You can check out the new deployment and the building process in the UbiOps WebApp in the meantime.

If you are not happy with the default SYSTEM_PROMPT that we provided, you can add your own system prompt here

CUSTOM_SYSTEM_PROMPT = "You are a friendly chatbot who always responds in the style of a man with a mission"

api_response = api.deployment_version_environment_variables_create(
    project_name=PROJECT_NAME,
    deployment_name=DEPLOYMENT_NAME,
    version=DEPLOYMENT_VERSION,
    data=ubiops.EnvironmentVariableCreate(
        name="SYSTEM_PROMPT", value=CUSTOM_SYSTEM_PROMPT, secret=False
    ),
)

3. Create a request and stream the response¶

We can now send our first prompt to our Gemma LLM! On the first spin-up, the model will need to be downloaded from Huggingface, resulting in a cold-start time of a couple of minutes for your deployment instance.
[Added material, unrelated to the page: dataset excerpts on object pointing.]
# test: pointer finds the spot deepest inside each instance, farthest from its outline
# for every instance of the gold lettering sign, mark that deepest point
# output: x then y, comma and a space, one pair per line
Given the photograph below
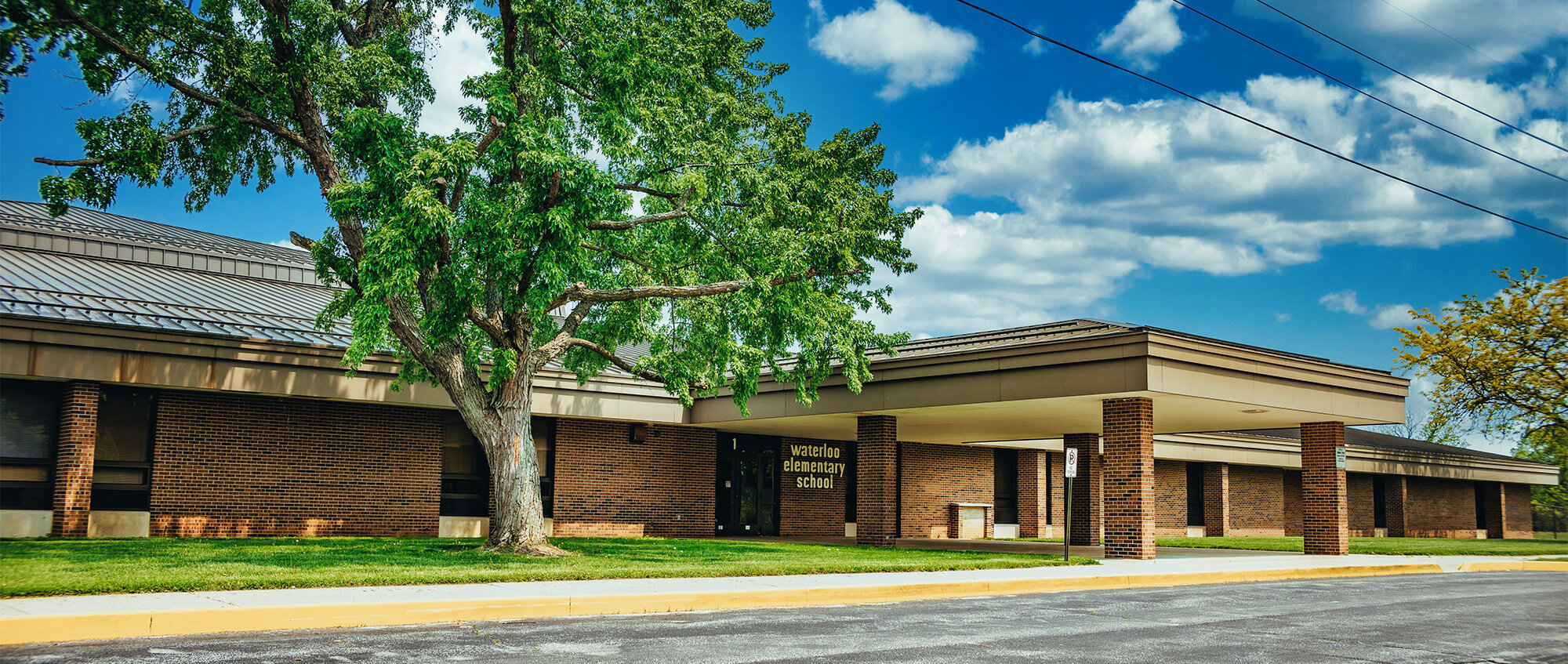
816, 466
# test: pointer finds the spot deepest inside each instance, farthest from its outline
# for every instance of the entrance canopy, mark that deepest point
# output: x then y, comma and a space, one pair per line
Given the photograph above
1048, 381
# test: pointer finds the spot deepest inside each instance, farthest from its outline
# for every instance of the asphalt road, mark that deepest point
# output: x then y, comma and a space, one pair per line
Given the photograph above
1457, 618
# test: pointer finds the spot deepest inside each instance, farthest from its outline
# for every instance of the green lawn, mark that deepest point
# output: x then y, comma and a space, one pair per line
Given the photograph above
1381, 546
89, 568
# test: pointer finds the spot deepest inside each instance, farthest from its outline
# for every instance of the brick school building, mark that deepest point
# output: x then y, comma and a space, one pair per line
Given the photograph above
169, 383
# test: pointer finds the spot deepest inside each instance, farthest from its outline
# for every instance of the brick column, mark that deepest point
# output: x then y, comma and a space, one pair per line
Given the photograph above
1497, 510
1396, 499
1216, 500
1130, 478
74, 459
1087, 527
1034, 469
1326, 521
877, 480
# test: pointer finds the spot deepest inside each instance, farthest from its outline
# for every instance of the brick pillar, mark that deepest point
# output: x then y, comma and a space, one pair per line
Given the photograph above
1326, 521
1130, 478
1216, 500
1396, 499
1087, 527
74, 459
1034, 467
877, 480
1497, 508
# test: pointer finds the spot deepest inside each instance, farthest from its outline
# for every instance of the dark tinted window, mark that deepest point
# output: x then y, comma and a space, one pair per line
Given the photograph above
123, 461
29, 428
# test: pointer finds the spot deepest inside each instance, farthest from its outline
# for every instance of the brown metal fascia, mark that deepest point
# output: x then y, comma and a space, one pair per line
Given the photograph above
1072, 351
283, 353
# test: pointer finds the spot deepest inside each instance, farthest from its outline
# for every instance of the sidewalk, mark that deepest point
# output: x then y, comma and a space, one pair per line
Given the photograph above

Subsequent requests should be handled faster. You can check the UbiOps User Interface to see the status and logs of your deployment instance while it is spinning up. Once your instance is ready, tokens are streamed as they are generated by the Gemma model. Do note that this model has a rather long inference time in general.

data = {
    "prompt": "I accidentally brought the Black Plague on my ship. How do I blame the crew?"
}

# Create a streaming deployment request

for item in ubiops.utils.stream_deployment_request(
    client=api.api_client,
    project_name=PROJECT_NAME,
    deployment_name=DEPLOYMENT_NAME,
    version=DEPLOYMENT_VERSION,
    data=data,
    timeout=3600,
    full_response=False,
    ):
    print(item, end="")

So that's it! You now have your own on-demand, scalable Gemma 2 2B Instruct model running in the cloud, with a REST API that you can reach from anywhere!